Loss is not changing at all

I Have implemented an Autoencoder that takes in a Tweet and the Target, concatenates the final hidden state after passing them through encoder, and reconstructs as well as classifies them into 3 classes.
But the loss is not changing at all and is constant at 17.226, pls help?
EDIT : so the loss is changing but it’s fluctuating betwen 17.223 - 17.235 and that too very, slowly. what can i do to solve/find the problem?
src1 = trg1 = tweet
src2 = trg2 = target

 class Seq2Seq(nn.Module):
    def __init__(self,encoder,decoder, device):
        self.decoder = decoder 
        self.encoder = encoder  
        self.device = device
        hid_dim1 = encoder.hid_dim
        hid_dim2 = decoder.hid_dim
        self.linear = nn.Linear(hid_dim1*2, hid_dim2)
        self.out = nn.Linear(hid_dim2,3)
    def forward(self,src1,trg1,src2,trg2,teacher_forcing_ratio = 0.5):
        batch_size = trg1.shape[1]
        max_len = trg1.shape[0]
        target_voc_size = self.decoder.output_dim 
        outputs = torch.zeros(max_len, batch_size, target_voc_size).to(self.device)
        context1 = self.encoder(src1)
        hidden1 = context1 
        input = trg1[0,:]
        max_len2 = trg2.shape[0]
        outputs2 = torch.zeros(max_len2,batch_size,target_voc_size).to(self.device)
        context2 = self.encoder(src2)
        hidden2 = context2
        temp = torch.cat((hidden1,hidden2), dim = 2)
        hidden = self.linear(temp)
        context = hidden
        for t in range(1,max_len):
            output, hidden = self.decoder(input, hidden, context)
            outputs[t] = output
            teacher_force = random.random() < teacher_forcing_ratio
            top1 = output.max(1)[1]
            input = (trg1[t] if teacher_force else top1)
        input2 = trg2[0,:]
        for t in range(1, max_len2):
            output, hidden = self.decoder(input2, hidden, context)
            outputs2[t] = output 
            teacher_force = random.random() < teacher_forcing_ratio
            input2 = output.max(1)[1]
        out = F.relu(self.out(context))
        return outputs, outputs2, out

and i am implementing the criterion as

criterion = nn.CrossEntropyLoss(ignore_index=pad_idx)
criterion2 = nn.BCEWithLogitsLoss()

while I am implementing the loss as follows -

lossA = criterion(output1[1:].view(-1, output1.shape[2]), trg[1:].view(-1))
lossB = criterion(output2[1:].view(-1, output2.shape[2]), trg2[1:].view(-1))
lossC = criterion2(y,output3)
loss = lossA + lossB + lossC

Where could be the problem?

Unless you didn’t paste all the code, I’m not seeing an optimizer.step() there.
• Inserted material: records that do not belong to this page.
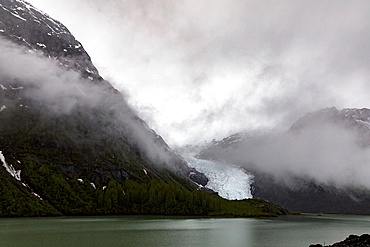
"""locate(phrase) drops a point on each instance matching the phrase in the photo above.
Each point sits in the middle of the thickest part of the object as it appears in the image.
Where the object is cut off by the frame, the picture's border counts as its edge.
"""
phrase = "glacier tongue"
(230, 182)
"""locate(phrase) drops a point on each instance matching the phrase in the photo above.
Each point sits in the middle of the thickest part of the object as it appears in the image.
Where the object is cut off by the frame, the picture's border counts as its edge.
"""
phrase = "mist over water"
(324, 153)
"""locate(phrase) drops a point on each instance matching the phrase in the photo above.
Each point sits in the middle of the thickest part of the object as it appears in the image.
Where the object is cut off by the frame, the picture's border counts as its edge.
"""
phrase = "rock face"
(351, 241)
(60, 120)
(301, 193)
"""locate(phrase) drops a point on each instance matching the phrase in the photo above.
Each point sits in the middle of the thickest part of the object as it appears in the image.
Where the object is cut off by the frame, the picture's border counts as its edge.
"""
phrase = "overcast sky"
(196, 70)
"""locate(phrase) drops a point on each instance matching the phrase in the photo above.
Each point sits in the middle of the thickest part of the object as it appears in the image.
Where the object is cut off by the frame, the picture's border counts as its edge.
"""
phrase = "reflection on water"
(180, 231)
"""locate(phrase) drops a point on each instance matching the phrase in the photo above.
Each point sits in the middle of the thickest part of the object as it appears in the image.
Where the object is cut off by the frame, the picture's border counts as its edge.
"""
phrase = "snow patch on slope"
(9, 168)
(231, 182)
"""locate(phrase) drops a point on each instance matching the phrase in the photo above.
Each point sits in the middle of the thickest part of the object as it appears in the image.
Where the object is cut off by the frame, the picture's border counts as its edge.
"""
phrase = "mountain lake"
(294, 230)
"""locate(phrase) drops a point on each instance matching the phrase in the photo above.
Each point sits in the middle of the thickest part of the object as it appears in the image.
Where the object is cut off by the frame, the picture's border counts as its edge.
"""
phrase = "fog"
(325, 153)
(47, 83)
(198, 70)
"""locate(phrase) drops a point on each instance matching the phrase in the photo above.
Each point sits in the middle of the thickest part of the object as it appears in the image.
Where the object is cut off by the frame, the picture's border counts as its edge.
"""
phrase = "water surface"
(180, 231)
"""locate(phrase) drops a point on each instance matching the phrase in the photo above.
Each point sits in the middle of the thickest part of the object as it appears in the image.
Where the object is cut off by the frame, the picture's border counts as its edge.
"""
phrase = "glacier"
(231, 182)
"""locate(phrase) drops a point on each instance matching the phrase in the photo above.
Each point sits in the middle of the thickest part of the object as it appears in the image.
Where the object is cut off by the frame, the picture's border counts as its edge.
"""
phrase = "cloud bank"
(198, 70)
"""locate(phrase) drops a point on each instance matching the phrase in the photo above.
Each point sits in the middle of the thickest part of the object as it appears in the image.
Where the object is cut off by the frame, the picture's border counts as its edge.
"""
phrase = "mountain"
(69, 143)
(305, 191)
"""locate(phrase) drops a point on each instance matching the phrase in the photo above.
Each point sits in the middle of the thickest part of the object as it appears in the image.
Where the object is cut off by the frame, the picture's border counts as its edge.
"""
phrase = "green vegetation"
(88, 162)
(68, 196)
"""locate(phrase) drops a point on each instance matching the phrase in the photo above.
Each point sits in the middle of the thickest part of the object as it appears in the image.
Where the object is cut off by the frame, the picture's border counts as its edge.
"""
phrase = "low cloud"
(46, 83)
(324, 153)
(224, 67)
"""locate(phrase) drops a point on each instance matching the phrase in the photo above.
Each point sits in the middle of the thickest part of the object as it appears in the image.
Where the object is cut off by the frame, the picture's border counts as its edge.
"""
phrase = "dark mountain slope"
(69, 144)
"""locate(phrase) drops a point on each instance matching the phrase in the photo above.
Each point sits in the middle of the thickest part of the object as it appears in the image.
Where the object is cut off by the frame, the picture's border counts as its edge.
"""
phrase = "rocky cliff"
(299, 191)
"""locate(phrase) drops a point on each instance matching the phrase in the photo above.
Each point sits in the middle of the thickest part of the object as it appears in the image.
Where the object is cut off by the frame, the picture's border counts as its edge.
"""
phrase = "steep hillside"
(299, 191)
(69, 143)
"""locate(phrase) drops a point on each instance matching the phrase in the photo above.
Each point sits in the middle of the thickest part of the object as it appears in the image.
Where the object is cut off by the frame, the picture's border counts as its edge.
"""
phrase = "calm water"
(179, 231)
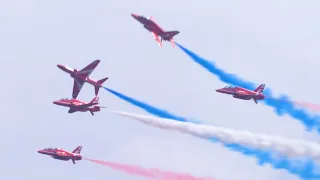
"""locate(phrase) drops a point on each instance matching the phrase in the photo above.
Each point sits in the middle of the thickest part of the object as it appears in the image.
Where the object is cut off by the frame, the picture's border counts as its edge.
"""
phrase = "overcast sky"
(274, 42)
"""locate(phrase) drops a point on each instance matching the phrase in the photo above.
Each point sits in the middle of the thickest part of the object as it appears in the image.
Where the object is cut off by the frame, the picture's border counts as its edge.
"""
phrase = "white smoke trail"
(290, 148)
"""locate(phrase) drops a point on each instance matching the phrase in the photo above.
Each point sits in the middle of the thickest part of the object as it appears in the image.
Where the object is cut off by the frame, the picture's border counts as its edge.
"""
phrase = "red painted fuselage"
(60, 154)
(244, 94)
(82, 76)
(76, 105)
(156, 30)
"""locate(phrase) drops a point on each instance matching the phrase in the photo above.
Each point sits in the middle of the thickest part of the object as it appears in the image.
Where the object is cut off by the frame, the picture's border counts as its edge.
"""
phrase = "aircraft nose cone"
(55, 102)
(134, 15)
(59, 66)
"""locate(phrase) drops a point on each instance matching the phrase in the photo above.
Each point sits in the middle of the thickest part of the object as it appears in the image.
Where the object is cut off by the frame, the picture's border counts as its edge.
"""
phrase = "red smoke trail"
(148, 173)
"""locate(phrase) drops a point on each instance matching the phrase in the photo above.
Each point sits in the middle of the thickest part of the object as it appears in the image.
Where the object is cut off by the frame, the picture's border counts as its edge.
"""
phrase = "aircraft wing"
(86, 71)
(86, 105)
(77, 86)
(156, 37)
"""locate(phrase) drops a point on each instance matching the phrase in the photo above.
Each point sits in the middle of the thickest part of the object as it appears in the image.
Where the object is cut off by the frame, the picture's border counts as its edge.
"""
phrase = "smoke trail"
(290, 148)
(148, 173)
(309, 106)
(303, 169)
(281, 106)
(146, 107)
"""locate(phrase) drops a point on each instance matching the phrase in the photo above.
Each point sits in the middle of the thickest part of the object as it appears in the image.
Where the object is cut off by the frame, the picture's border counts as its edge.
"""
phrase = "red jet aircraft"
(156, 30)
(76, 105)
(82, 76)
(242, 93)
(59, 153)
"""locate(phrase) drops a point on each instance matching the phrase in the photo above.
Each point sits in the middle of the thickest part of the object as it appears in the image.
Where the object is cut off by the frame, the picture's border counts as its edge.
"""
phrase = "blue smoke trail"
(281, 105)
(303, 169)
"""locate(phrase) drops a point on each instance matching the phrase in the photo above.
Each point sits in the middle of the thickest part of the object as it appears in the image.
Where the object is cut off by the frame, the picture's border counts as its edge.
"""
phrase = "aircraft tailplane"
(94, 100)
(77, 150)
(100, 82)
(260, 88)
(255, 100)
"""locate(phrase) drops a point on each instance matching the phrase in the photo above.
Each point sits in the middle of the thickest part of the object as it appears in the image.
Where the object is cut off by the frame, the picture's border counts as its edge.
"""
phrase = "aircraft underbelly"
(242, 97)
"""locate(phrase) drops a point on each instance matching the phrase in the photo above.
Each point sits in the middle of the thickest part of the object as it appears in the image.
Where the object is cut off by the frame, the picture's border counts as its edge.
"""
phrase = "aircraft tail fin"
(77, 150)
(94, 100)
(100, 82)
(260, 88)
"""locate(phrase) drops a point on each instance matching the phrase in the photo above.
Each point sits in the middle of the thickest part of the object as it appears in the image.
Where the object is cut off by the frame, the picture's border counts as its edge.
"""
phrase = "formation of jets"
(80, 77)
You calculate the gradients using loss.backward(), but maybe you are not updating the parameters.

There is optimizer.step() i just didn’t post it here. so thats not the issue. Thanks for replying.

There is a similar issue here. A lot of stuff might be happening.

  1. Are you sure your labels are correct?
  2. Did you try other learning rates? smaller? bigger?
  3. Did you try other architectures? You might be suffering from under-fitting.
  4. Did you try other losses?
  5. Did you normalize your training data?

I removed Relu (dont have a clear Idea as to why, maybe something related to positive and negative outputs) and somehow the overall loss is decreasing now, but the Accuracy for the classifier (Fscore) decreased a little bit then became constant.